Why shut down research on HDR at this critical moment for the industry? Although Mr. Clinton plans to increase spending on alternative energy, money is in tight supply and other alternative energy sources, such as solar energy, seem closer to commercialization. Last year DOE spent a little over $20 million on geothermal energy, most of which went to addressing the problems at The Geysers. Only about $4 million went to HDR. Moreover, the Department of Energy is sensitive both to criticism that its energy research efforts are ineffective because they lack industry participation and direction and to the charge that industry is getting a free ride in technology development. Hence, before resuming a major investment in HDR, the DOE wants to see 50-50 cost-sharing with the private sector. Many at the DOE and elsewhere have lost patience with the HDR program, after a two-decades investment of close to $150 million, and numerous technical setbacks.
Finally, the geothermal industry has a rather small political base. Only a few states, such as Nevada, California, and Utah, have commercial geothermal interests, and there is no significant geothermal industry lobbying in Washington. Environmental groups are a potential source of support in Washington.
The fundamental problem is that the DOE has been forced by circumstances to set a standard for continued funding (50-50 cost-sharing with industry) that may be impossible for the HDR program to achieve at this stage of development. The public utility industry has little incentive to invest in anything except improvements upon proven, existing technologies. Utility regulatory boards pass on to consumers any savings generated by reduced energy costs, eliminating the profit incentive that ordinarily drives research and development. The geothermal industry, beset by declining capacity at The Geysers, has oriented its research dollar toward that problem and has little capacity for directing money toward HDR. Most importantly, the technology still involves significant risks, and the research needed to reduce those risks is expensive.
In spite of this, HDR is not "pie in the sky." Given continued funding, the HDR program expects to have a commercial HDR plant operating within only five years. The fact that many energy policymakers in Washington and elsewhere are unaware of the tremendous progress that has been made in the technology in recent years is, in part, due to the program's remote location in the mountains of New Mexico, but more importantly to the lack of a solid political base of support.
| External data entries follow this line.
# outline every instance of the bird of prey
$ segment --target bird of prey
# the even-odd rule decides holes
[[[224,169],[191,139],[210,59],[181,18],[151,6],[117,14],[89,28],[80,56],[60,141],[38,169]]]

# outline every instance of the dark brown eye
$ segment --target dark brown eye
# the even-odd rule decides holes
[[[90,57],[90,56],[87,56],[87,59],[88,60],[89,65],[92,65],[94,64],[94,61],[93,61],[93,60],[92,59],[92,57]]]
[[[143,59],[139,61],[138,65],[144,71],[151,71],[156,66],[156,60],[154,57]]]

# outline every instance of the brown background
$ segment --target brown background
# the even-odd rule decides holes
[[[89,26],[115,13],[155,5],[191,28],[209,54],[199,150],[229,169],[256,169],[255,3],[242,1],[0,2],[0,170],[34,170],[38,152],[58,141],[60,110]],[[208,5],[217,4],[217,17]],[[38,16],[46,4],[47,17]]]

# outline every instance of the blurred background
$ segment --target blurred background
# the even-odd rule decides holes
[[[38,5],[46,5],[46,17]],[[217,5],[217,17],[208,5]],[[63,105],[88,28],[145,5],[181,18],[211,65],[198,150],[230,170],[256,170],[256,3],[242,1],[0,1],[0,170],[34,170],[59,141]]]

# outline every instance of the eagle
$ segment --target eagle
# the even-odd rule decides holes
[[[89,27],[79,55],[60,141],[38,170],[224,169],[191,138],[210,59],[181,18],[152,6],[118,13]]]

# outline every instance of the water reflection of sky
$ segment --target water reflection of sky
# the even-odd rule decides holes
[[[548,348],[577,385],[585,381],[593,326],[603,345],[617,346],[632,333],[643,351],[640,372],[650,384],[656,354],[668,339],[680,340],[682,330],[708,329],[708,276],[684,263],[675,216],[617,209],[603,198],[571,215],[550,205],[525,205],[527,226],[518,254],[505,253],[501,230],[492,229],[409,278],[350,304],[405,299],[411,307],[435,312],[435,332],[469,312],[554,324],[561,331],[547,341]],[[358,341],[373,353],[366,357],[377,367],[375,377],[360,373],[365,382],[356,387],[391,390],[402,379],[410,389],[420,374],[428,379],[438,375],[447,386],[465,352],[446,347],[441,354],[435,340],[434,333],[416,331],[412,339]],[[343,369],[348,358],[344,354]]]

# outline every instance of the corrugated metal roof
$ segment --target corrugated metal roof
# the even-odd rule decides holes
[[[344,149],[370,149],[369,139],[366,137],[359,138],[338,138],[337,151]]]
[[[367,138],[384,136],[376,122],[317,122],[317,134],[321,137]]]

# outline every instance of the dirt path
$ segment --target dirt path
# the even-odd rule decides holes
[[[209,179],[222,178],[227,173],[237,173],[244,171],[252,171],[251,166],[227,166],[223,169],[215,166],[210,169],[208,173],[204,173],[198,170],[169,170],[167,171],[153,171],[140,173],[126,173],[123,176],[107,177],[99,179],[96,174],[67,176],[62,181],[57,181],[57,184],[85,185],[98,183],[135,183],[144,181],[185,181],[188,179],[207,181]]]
If there is to be a future for geothermal energy in the US, some solution must be found to this impasse. One possibility is to relax somewhat the requirements for industry participation in HDR. The industry may be more able to participate if it can supplement its financial contribution with "in kind" contributions, such as the donation of equipment and expertise. Moreover, it is clearly time for industry to become more involved in the operational decisions of the HDR program. This would increase confiden ce both inside and outside of the DOE that HDR is proceeding as practically as possible toward commercialization.
Both our European and Japanese competitors have ongoing, well-funded geothermal energy development programs. Their HDR programs began as a result of cooperative work with the US in the 1980s. The US currently leads the world in HDR technology. However, without an increased commitment from Washington, the Japanese are expected to surpass the US in only a few years.
Our nation needs to decide quickly whether it wants to position itself to exploit the huge, global economic potential of this clean technology, or whether it wants to say goodbye to an energy sector that it has nurtured just to the point of fruition.